The two issues in this proceeding are: (1) Whether the petitioner and Kolynos, Inc., were entitled to make consolidated returns for the fiscal year ended August 31, 1920; and (2) whether the Commissioner erred in reducing the invested capital of The Kolynos Co. for the fiscal year ended August 31,1920, in the amounts which he determined should have been paid as income and profits taxes for the fiscal years ended August 31, 1917 and 1918.

The facts are not in dispute. After the incorporation of Kolynos, Inc., the two corporations were closely associated and operated as a single business. The officials and directors of the two were the same persons. Except as disclosed in the findings of fact, above, the stockholders were, the same. The shareholders who owned stock in one and not in the other were closely drawn together by ties of blood, friendship, and interest. We are of the opinion that during the fiscal years 1917, 1918, and 1920, respectively, The Kolynos Co. and Kolynos, Inc., met all' the conditions required as a basis for affiliation by section 240(b) of the Revenue Act of 1918 and section 1331 (a) and (b) of the Revenue Act of 1921, and were entitled to file consolidated returns for each of such years.- Appeal of Midland Refining Co., 2 B. T. A. 292; Appeal of Isse Koch & Co., 1 B. T. A. 624; Appeal of Stanley Insulating Co., 2 B. T. A. 967; Appeal of Jordan Marsh Co., 3 B. T. A. 553.

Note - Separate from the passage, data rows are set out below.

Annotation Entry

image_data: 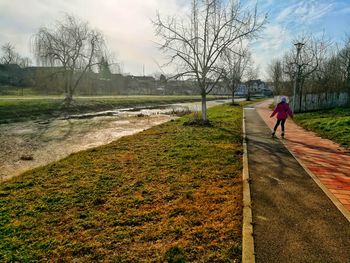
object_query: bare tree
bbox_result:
[223,43,251,103]
[338,36,350,100]
[33,15,104,105]
[283,34,330,111]
[246,64,259,101]
[153,0,266,121]
[0,42,20,64]
[269,59,283,95]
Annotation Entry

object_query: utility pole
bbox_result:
[293,42,305,112]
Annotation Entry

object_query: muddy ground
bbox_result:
[0,101,235,182]
[0,112,174,181]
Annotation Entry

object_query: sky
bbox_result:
[0,0,350,79]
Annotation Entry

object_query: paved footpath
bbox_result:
[244,104,350,263]
[256,101,350,214]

Having determined that the petitioner and Kolynos, Inc., were entitled to make consolidated returns for the fiscal years ended, respectively, at August 31,1917 and 1918, it follows that the additional taxes asserted by the Commissioner were erroneously determined, and that the amount of such taxes may not be deducted from the invested capital of the taxpayer for the fiscal year ended August 81, 1920.

Order of redetermination will be entered on 10 days' notice, under Rule 50.